PostPosted: Sun Sep 30, 2007 4:07 am
by grady
I use a LR Baggs Paracoustic DI which has all the EQ adjustments one needs for Acoustic Guitar.
I tell the sound guy to set the EQ on the Guitar Channel flat and I'll adjust my Tone from the stage.

PostPosted: Thu Oct 04, 2007 1:42 am
by jellyroll baker
I'm only a dabbler in the sound but I've managed to pull some good noises out of guitars in my time. I usually try to do as little as possible. Set the EQ flat and adjust slightly to compensate for piezo quack of some guitarists tendancy to over-emphasise the bottom end in their picking style. IF one frequence isn't coming through I won't boost it - I tend to another frequency to provide more balance in the mix.

One thing that I have learned is that the sound guy needs to get away from the desk, walk around the room and listen.
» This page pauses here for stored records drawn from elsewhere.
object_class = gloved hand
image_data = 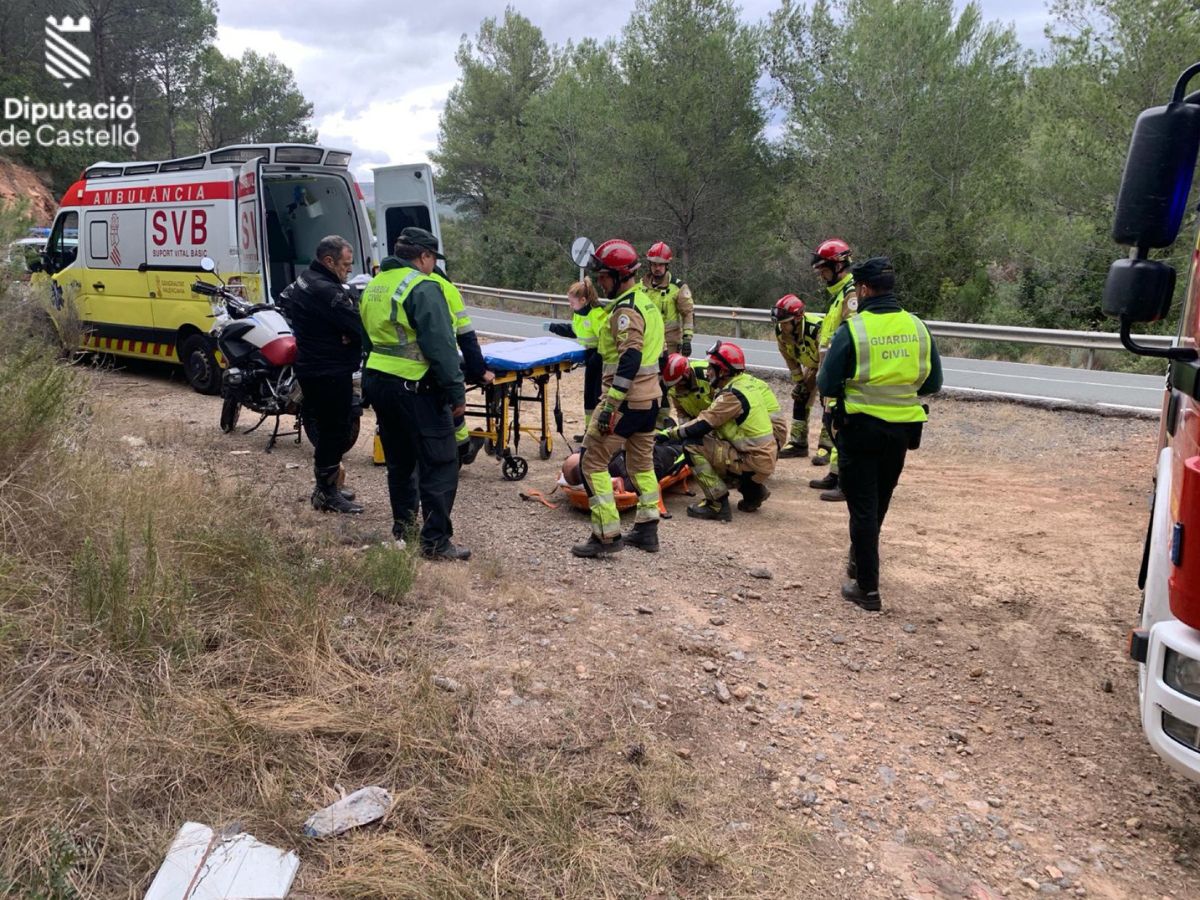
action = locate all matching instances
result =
[595,402,617,434]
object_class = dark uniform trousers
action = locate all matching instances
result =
[299,372,354,469]
[362,368,458,552]
[836,413,922,600]
[583,350,604,412]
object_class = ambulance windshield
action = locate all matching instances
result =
[263,173,365,298]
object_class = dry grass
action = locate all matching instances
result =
[0,267,803,898]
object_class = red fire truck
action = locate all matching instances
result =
[1104,62,1200,780]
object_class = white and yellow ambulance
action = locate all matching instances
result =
[42,144,440,392]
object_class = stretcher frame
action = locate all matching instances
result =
[467,360,578,481]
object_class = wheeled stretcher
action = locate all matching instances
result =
[467,337,583,481]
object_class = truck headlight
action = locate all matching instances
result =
[1163,648,1200,700]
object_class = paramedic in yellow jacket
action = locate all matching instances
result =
[809,238,858,503]
[770,294,821,460]
[571,240,662,558]
[552,278,607,443]
[660,341,779,522]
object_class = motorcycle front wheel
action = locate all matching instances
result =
[221,397,241,434]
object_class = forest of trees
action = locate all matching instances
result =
[434,0,1200,329]
[0,0,317,193]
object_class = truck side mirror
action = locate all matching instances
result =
[1102,259,1175,322]
[1112,101,1200,248]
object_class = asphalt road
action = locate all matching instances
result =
[468,306,1164,414]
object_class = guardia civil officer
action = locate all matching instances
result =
[817,257,942,610]
[280,234,362,512]
[360,228,470,559]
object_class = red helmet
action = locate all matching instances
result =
[770,294,804,322]
[708,341,746,372]
[588,238,638,280]
[646,241,674,263]
[812,238,850,265]
[662,353,691,388]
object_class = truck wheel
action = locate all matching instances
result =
[179,335,221,394]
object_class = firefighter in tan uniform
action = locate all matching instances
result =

For some reason just about every desk I've encountered is in the worst possible part of the room. Often they have a great big hard wall behind them, are far away from the FOH speakers are are trapped in a tiny corridor. You'll NEVER hear what the audience here's by staying behind the desk.

On that topic it's important to remember that what you hear through the foldback often has very little to do with what the punters hear FOH. When soundcheking turn the foldback off. The sound through the foundback is for the performers benefit and what sounds good to a performer often sounds dreadful to a guy just wanting a beer, some crisps and some tunes.

And that's everything I know about mixing a band. Hope it helps.